“Medicaid now covers 1 in 4 Americans, but Congress may soon lock even more into an expensive program with inadequate access to doctors and poor health outcomes,” Brian Blase writes today in a Wall Street Journal op-ed, “The Next Medicaid Blowout.”
“One section of the $3.5 trillion bill Democrats are trying to push through Congress would create a new federal Medicaid program to cover mainly childless adults,” he explains.
A Galen senior fellow and president and founder of the new Paragon Health Institute, Blase writes “Democrats are frustrated that 12 states haven’t accepted the Affordable Care Act’s cash enticements to cover able-bodied childless adults in Medicaid.
“The reconciliation bill would give the health and human services secretary the ability to run a federal Medicaid expansion over state objections, starting in 2025. Before then, the feds would send subsidies directly to health insurers to cover this population in Affordable Care Act exchange plans.”

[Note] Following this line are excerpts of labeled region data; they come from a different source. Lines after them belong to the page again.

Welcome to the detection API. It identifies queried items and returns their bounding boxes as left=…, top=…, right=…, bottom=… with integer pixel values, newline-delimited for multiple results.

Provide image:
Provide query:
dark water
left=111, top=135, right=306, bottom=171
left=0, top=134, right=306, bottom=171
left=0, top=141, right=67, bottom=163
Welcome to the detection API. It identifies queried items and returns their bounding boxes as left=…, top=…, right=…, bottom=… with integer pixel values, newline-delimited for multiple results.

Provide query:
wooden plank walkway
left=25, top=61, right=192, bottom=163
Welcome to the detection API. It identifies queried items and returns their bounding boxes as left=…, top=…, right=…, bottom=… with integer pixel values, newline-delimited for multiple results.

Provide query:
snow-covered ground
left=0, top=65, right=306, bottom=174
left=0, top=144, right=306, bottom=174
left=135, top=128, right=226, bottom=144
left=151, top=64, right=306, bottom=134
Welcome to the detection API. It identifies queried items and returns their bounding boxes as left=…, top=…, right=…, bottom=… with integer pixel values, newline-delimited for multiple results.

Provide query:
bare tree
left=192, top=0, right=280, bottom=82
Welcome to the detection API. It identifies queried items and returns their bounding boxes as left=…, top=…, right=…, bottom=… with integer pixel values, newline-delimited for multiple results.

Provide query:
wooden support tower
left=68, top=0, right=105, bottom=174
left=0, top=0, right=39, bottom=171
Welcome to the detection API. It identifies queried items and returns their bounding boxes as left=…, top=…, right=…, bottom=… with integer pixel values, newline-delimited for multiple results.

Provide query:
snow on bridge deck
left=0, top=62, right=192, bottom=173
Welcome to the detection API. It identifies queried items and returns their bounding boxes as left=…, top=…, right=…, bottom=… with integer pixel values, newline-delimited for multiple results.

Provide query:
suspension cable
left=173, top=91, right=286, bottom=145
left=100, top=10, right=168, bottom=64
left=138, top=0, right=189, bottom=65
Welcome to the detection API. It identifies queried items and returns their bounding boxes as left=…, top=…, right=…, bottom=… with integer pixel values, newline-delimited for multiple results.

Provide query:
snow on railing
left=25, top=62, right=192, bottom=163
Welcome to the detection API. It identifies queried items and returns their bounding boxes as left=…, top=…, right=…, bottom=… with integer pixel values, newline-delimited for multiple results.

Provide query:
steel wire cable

The new program would foist even more costs onto federal taxpayers. “The federal government will ostensibly pay 100% of the costs of the new federal Medicaid program,” but states that already have expanded the program may find that a better deal than the current arrangement that requires them to pay 10% of Medicaid costs.
Aside from creating a major new federal program without a single congressional hearing, “this won’t be good health coverage for the Americans who rely on it,” Blase writes.
“Medicaid expansion increases demand for healthcare but does nothing to increase the number of doctors or nurses who treat patients.
“Low Medicaid payment rates—about half of what private insurers pay for primary-care services—discourage doctors from participating,” he writes. “Perhaps most notably, obstetrician-gynecologists are 20% less likely to accept Medicaid in expansion states than in non-expansion states. This statistic is especially worrisome since Medicaid pays for more than 40% of all U.S. births.” In the piece, Blase provides numerous examples of problems associated with the ACA’s Medicaid expansion.
He concludes: “There are better ways to help people in need. Medicaid should be targeted to help vulnerable patients, such as low-income pregnant women, children and those with disabilities. Other low-income individuals could be allowed to opt out and use the subsidies to buy the care or coverage of their choice.”